Wie Hölderlin weiß Syberberg: „Wie du anfingst, wirst du bleiben“. Denn „so viel auch wirket die Not und die Zucht, das meiste nämlich vermag die Geburt, und der Lichtstrahl, der dem Neugebornen begegnet“. Wie Kleists „Michael Kohlhaas“ verzehrt sich Syberberg mehr als die Hälfte des Lebens danach, das Eigene in jenem Zustand zurückzuerhalten, in dem man es ihm geraubt hatte. Kohlhaas erhält seine einst edlen Rosse als todgeweihte Schindmähren zurück. Hans Jürgen Syberbergs Sehnsuchtsort ist im November 1989 im nämlichen schrecklichen Zustand.

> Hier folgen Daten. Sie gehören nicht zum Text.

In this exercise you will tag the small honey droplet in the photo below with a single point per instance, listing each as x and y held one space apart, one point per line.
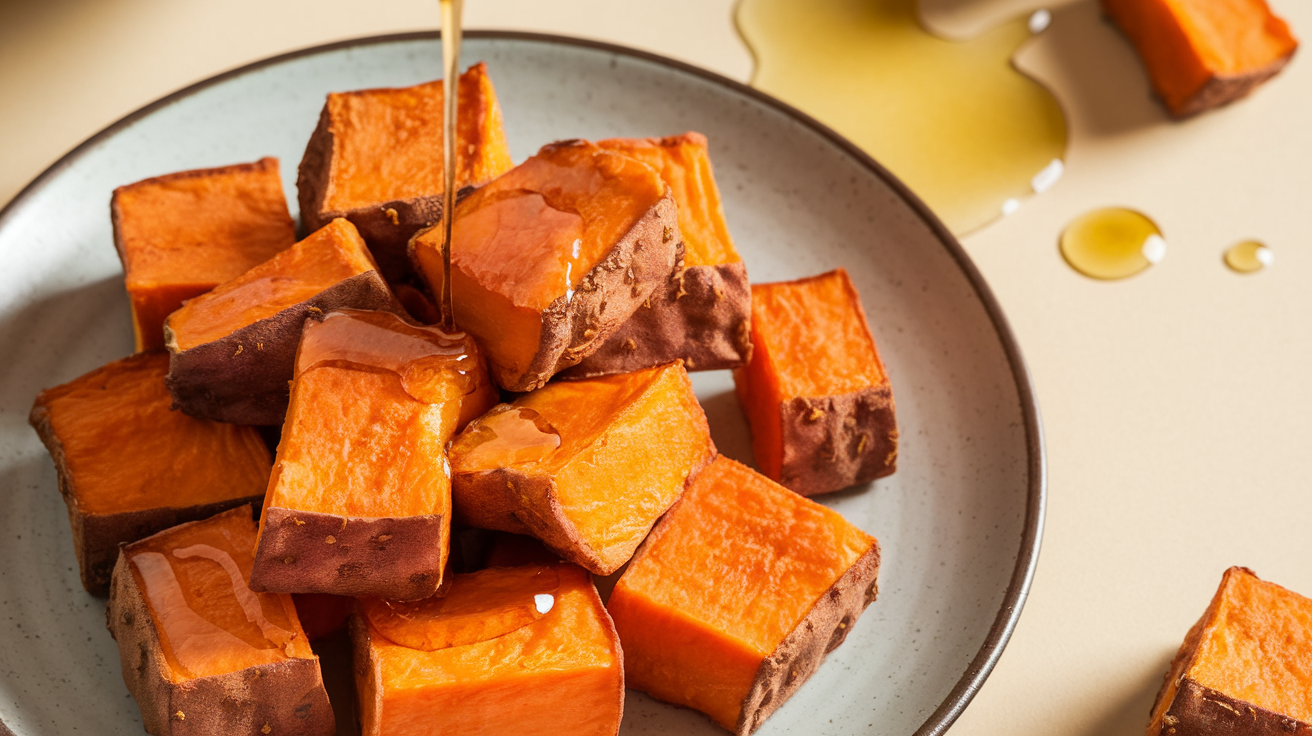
1249 256
1113 243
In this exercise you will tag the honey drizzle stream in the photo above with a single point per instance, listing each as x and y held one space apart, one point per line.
451 11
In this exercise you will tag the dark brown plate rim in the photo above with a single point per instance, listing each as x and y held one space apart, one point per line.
1027 555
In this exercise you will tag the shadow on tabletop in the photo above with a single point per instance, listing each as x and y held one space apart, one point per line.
1096 74
1130 716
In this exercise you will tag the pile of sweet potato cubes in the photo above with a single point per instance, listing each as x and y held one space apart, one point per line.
558 432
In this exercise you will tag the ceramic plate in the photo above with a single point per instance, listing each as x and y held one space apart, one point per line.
959 522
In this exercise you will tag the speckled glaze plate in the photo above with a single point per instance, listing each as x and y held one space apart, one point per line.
959 522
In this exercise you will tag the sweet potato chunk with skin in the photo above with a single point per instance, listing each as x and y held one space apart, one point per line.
815 392
702 314
1245 668
1202 54
738 594
129 466
375 159
585 466
526 651
360 501
183 234
234 348
551 257
201 652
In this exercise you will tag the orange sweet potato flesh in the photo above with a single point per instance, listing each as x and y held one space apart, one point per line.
684 163
553 256
360 497
209 621
1201 54
516 669
234 349
183 234
375 159
129 466
1245 667
815 391
328 256
585 466
200 651
681 610
701 315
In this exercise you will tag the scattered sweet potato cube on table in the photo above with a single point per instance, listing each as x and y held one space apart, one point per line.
1202 54
1245 668
551 257
585 466
234 348
183 234
508 651
702 314
129 466
201 652
375 159
815 391
738 594
360 503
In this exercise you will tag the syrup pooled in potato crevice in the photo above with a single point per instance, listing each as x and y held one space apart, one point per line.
328 256
183 234
209 621
559 673
385 343
360 500
478 608
551 257
629 444
511 434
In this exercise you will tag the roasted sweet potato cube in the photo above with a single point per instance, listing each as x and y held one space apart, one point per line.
702 314
815 392
129 466
585 466
551 257
1202 54
1245 668
183 234
736 537
526 650
201 652
234 348
360 503
375 159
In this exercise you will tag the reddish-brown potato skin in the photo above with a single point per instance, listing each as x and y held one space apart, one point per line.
526 504
285 697
702 316
1223 89
1202 711
839 441
243 378
802 652
1219 89
576 327
386 558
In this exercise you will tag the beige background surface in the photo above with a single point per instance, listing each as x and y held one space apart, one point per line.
1177 404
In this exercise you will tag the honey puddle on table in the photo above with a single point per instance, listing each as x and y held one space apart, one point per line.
954 120
1113 243
1249 256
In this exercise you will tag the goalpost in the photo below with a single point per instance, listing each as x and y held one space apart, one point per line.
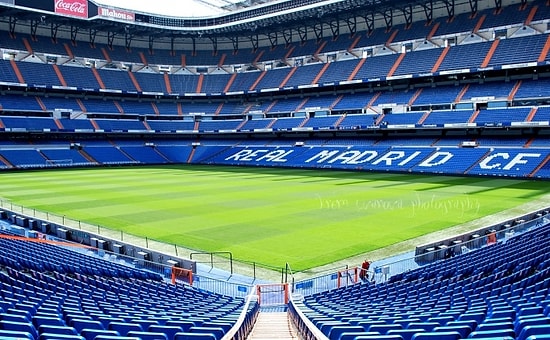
273 294
59 162
182 275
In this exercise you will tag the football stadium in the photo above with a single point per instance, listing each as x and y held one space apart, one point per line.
275 169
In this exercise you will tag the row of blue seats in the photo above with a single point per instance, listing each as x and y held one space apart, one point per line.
513 14
511 51
349 102
492 117
500 291
487 159
41 300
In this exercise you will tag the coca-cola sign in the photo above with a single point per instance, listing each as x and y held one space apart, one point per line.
75 8
116 14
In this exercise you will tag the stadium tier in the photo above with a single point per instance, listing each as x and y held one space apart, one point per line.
51 291
499 291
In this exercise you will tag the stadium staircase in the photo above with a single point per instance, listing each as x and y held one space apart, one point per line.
273 325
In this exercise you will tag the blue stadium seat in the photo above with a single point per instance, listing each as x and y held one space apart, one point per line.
54 336
437 336
6 334
170 331
91 334
528 331
354 335
148 335
194 336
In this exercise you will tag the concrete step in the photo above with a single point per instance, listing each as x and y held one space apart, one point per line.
273 325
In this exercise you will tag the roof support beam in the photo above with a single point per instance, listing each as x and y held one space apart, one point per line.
13 21
254 41
388 18
318 30
287 36
302 32
53 30
335 28
369 21
110 39
74 33
214 41
450 5
235 42
273 38
473 6
407 14
352 25
93 34
428 10
34 27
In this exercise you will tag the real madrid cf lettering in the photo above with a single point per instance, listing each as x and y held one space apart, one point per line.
431 160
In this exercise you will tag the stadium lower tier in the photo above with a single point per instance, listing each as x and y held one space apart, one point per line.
497 292
423 157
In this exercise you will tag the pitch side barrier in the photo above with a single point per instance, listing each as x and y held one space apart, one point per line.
507 162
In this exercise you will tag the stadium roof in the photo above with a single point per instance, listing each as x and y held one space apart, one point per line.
184 8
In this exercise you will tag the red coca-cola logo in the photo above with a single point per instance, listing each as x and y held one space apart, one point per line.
77 8
116 14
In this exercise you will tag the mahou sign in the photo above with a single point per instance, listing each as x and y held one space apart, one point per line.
75 8
116 14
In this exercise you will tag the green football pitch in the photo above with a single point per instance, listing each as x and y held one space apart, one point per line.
269 216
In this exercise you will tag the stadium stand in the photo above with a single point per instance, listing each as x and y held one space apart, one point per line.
468 296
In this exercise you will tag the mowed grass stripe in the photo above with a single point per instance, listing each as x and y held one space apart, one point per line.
270 216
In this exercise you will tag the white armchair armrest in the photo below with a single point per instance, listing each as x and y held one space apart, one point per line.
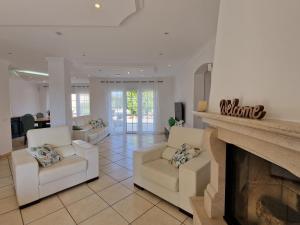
149 154
146 155
194 177
25 172
80 135
90 153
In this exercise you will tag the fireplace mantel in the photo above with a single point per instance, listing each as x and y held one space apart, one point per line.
274 140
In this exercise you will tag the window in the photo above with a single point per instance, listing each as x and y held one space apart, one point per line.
148 111
117 111
80 104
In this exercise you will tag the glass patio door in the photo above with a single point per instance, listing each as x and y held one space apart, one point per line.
117 111
147 111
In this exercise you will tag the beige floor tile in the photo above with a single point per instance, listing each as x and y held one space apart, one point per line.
132 207
106 217
61 217
8 204
11 218
156 216
41 209
103 182
74 194
86 207
103 161
5 172
7 191
114 193
149 196
126 162
4 181
111 167
188 221
129 184
172 210
120 174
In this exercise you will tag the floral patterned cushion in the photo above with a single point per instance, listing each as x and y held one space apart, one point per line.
183 155
45 155
99 123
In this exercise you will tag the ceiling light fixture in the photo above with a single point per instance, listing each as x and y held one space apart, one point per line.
32 72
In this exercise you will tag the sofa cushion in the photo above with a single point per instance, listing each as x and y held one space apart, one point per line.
65 151
161 172
66 167
180 135
57 136
45 155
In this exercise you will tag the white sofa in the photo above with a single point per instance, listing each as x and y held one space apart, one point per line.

Wie sehr Haus und Hof ruiniert und wie erstaunlich dem wahren Hausherrn nach dem Rückkauf die geistige Wiedergeburt des Gutes gelingt, zeigen Videoprojektionen, die man „Eine Traumnacht, was sonst?“ nennen könnte. Dieses mondzugewandte Reich gehört Edith Clever allein. Mehr als zehn Jahre war sie Syberbergs Muse. Ihre „nächtliche“ Sinnlichkeit sprengt Raum und Zeit, ihre Präsenz im Endzeitinferno des deutschen „Traums“ ist ein Mirakel. Wer wie die Clever Goethes Gang zu den Müttern in „Faust II.“ zum theatralischen Urerlebnis schlechthin zu gestalten vermag, dem ist es auch möglich, uns mehr als wahrscheinlich erscheinen zu lassen, daß in einer pommerschen Nußschale Menetekel und Weltgericht ebenso ihren Platz haben, wie in den schier endlosen deutschen Trümmerlandschaften vom Mai 1945.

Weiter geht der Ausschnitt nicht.